Whether you are buying an existing café or starting up a new one, you will need to look at the equipment required. Small appliances such as coffee makers, griddles to large appliances such as refrigerators, ovens and dishwashers may need to form part of your inventory list. In an existing business you may need to replace or add on more equipment, so you would need to investigate this thoroughly as it can be quite expensive. A new business would need to cater adequately for the appliances and equipment. Check on warranties on the products so that you can allow for future replacement if necessary. In an existing café, you also need to ensure that all equipment is fully owned and part of the café sale. Items on a hire purchase agreement may not be sold. Check on whether you need to insure items and the costs for this as well. You also need to take in to account storage containers, cutlery, crockery and so forth depending on the size and type of café.
Are you buying the premises with the café or is the café in a rented premises? Most cafés are operated from rented premises and you would need to check that you will have permission to rent the premises when you take over the business. Cafés that are on rented property should be sold with the rights to lease the premises already arranged. Check on the length of the lease and if you would be taking a new commercial lease or renting on the existing one. A longer lease period is preferable, especially if you are purchasing the business using a bank loan, as it shows long term commitment. You may want to discuss lease arrangements with the landlord before signing the documents for the café purchase.
5. Profit & Loss
When it comes down to the crunch, the bottom line is what matters when looking at buying a café. You want to know how much profit the business is likely to make. You cannot always go on the information given in the business advertisement and best practise would be to examine at least 3 years of figures for the business to ensure that you know what you are getting. If the books do not appear to be legitimate, make sure you ask detailed questions, perhaps watch the business in operation for a period of time and other ways of determining whether the figures presented are authentic.

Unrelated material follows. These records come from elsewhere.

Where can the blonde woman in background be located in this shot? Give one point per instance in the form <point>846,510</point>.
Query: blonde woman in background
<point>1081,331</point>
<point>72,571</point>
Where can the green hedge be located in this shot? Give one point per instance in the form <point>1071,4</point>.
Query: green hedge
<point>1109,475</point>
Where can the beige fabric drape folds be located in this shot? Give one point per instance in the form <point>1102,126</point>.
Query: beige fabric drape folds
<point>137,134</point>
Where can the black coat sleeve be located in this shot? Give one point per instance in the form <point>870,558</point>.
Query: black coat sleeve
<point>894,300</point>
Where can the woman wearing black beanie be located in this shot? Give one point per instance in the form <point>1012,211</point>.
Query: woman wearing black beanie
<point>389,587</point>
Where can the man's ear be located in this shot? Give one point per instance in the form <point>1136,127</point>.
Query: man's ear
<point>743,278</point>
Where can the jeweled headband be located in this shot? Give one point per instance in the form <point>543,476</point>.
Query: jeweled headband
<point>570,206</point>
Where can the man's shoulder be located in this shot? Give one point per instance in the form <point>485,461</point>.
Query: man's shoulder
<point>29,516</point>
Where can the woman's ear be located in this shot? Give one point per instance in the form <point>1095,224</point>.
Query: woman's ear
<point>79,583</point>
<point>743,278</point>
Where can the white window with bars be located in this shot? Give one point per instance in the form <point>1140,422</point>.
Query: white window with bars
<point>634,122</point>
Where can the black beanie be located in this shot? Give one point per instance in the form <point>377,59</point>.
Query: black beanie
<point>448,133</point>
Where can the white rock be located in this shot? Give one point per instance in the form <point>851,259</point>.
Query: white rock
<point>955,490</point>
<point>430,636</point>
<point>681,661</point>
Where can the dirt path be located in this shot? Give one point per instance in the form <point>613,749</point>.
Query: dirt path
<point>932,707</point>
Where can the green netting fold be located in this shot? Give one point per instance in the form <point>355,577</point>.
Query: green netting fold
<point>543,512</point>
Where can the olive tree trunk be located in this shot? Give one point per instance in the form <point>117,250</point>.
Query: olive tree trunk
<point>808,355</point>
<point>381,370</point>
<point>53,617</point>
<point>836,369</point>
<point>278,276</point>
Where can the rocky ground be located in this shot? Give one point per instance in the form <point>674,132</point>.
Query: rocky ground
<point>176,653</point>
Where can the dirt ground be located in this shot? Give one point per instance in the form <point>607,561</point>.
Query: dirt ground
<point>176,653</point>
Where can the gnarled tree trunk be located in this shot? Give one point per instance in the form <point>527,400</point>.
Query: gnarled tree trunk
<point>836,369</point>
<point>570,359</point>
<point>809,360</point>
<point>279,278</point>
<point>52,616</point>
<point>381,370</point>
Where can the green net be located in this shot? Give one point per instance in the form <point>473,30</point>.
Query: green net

There are many other aspects that you would need to look in to, such as ensuring that all permissions and licences are in place, that the business is in good standing with various governing bodies, that the premises is registered correctly and so forth before taking ownership. Ask as many questions as you can and bring in professionals if required to ensure you get exactly what you are paying for. Once you have taken ownership, the success or failure of the business becomes your responsibility, so ensure you are buying a thriving operation and not a sinking ship.